During our four day stay, we attended a tea ceremony in a beautiful timbered shelter situated in a relaxing garden. Tea salons have made the Paris scene but there’s no comparison when it comes to the Japanese ritual. We first removed our shoes and were given white anklets. The mistress of the tea house stated it takes three decades to learn to serve tea properly. I tried to feel a sense of spirituality. Rather, my legs hurt from sitting with them under me for over an hour. Japan also is going more modern and has a Mariage Freres tea room that Parisians know and love.

We walked through the very beautiful and peaceful Hama-rikya Gardens which was the official hunting grounds for the Tokugawa Shogunate in the 17th century. The garden is an enigma with its duck ponds, an inner moat, the only sea-water pond in Tokyo and 1200 peony bushes showcasing 57 varieties of the flower that blooms in late April. The garden offers a complete sense of tranquility and is home to a 300-year-old pine that’s reputed to have been planted by the sixth Shogun.

Why the Japanese come to Paris is shop is a mystery to me. Racing through the Matsuzakaya and Mitsukoshi department stores, it’s easy to find more French labels than at Paris’s Galeries Lafayette or New York’s Barneys. I bought the few souvenirs I needed at the Oriental Bazaar which has a good selection of traditional gifts. The Japanese are very upscale label oriented by now that Paris’s Louis Vuitton has placed a quota of two leather items per customer without having to pay the VAT. Coming to Paris to buy for your sister, cousin and best friend no longer makes sense. Born to Shop Suzy Gershman (URL for Paris Shopping Guide) reports that the Japanese have been known to hire “buyers” at 100 Euros each, the Vuitton label is so much in demand and costs approximately 50% of what it does in Japan.

New things I’ve never done in Paris or in the US.

Going to a tuna auction at 5 a.m. and then visiting the fish market. This gives new meaning to sushi or sashimi – something for which the sushi restaurant at the Conrad is already famous, since they hired the most revered sushi master in Tokyo. Forget mundane things such as California rolls. At the Conrad, the fish is a delicacy like none other. It is so beautifully prepared it’s an art form. Be creative and order a hand roll specifically prepared for you.

No tourist goes to Tokyo without visiting the colorful stalls of the shopping alley Nakamise that leads to the Asakusa Kannon Temple complex.  There we first inhaled incense that’s said to have curative powers. We then bought fortunes. If you didn’t like your fortune, you tied it on a wire so as not to take it with you or your journey through life.
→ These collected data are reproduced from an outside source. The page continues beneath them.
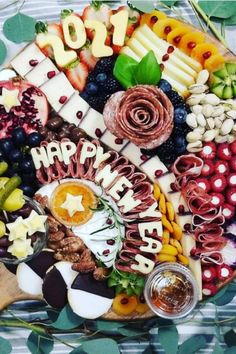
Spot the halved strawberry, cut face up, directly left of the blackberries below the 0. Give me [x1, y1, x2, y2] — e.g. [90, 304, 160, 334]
[65, 61, 88, 92]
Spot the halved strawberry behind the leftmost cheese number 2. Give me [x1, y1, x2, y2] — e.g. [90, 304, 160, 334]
[35, 21, 64, 59]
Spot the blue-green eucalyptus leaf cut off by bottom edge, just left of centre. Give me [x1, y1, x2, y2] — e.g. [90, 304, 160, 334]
[82, 338, 120, 354]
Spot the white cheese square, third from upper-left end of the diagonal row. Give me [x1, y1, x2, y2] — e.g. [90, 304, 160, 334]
[40, 73, 75, 112]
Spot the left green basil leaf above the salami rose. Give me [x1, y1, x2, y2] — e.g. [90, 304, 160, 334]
[113, 54, 138, 89]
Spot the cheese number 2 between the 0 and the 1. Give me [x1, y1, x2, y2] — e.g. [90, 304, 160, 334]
[84, 20, 113, 58]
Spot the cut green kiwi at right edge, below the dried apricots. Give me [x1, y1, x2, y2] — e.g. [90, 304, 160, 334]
[210, 62, 236, 99]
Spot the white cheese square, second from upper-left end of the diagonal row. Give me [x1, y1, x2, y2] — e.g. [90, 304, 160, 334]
[25, 58, 59, 87]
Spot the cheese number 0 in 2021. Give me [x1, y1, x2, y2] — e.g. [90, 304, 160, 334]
[62, 14, 86, 49]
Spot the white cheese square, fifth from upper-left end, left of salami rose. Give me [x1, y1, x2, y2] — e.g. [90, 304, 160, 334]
[79, 108, 106, 139]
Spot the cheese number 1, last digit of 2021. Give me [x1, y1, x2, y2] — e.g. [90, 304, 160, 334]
[111, 10, 129, 46]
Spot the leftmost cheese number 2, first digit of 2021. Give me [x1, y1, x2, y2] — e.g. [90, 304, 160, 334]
[37, 33, 77, 67]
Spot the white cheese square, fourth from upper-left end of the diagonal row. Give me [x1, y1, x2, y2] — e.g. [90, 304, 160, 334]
[59, 92, 89, 125]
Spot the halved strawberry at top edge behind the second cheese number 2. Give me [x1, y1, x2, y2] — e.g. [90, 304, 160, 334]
[82, 1, 112, 39]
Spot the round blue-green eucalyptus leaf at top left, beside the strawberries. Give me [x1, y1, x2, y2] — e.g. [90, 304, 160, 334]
[3, 12, 36, 43]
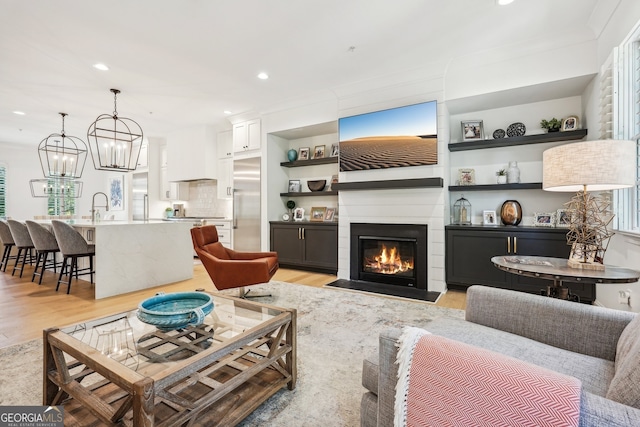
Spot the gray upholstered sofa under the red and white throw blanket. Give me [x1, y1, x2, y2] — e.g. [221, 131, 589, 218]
[360, 286, 640, 427]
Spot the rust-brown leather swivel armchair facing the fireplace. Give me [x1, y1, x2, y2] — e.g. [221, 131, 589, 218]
[191, 225, 278, 296]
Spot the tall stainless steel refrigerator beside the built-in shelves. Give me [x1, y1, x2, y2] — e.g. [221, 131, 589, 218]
[233, 157, 260, 251]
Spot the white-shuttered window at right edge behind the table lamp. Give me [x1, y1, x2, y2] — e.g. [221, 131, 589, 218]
[614, 23, 640, 233]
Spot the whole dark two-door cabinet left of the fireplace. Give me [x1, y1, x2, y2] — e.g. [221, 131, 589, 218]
[270, 221, 338, 274]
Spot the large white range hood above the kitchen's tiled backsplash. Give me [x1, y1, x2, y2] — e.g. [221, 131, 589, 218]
[167, 126, 218, 181]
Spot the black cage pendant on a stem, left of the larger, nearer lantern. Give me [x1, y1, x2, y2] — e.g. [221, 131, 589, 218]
[38, 113, 87, 179]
Luckily, there was a wedding taking place that day and the bride and groom were all too happy to have us snap away with our digital cameras.

Everyone seems to be carrying a cell phone taking and taking . Even though I have a tri-band, I couldn’t get it to function.  Only after returning home did I learn I needed a quad-band or a new phone with a local Sim card.

Four days in Tokyo is only a glimpse into a country and civilization begging to be explored.

When (not if) I return, I want to be spoiled by flying on Japan Airlines, (http://www.jal.co.jp/en/) stay at a dream hotel such as the Conrad (www.conradtokyo.co.jp).

For that matter, Tokyo is a city comprised of dream hotels ….

And, I’d want to explore much more of what there is to be seen.

Visit the Japan Government Tourist Office in NY Site (www.jnto.go.jp) and however much time you’ve scheduled to be in Japan, you’ll realize it isn’t enough.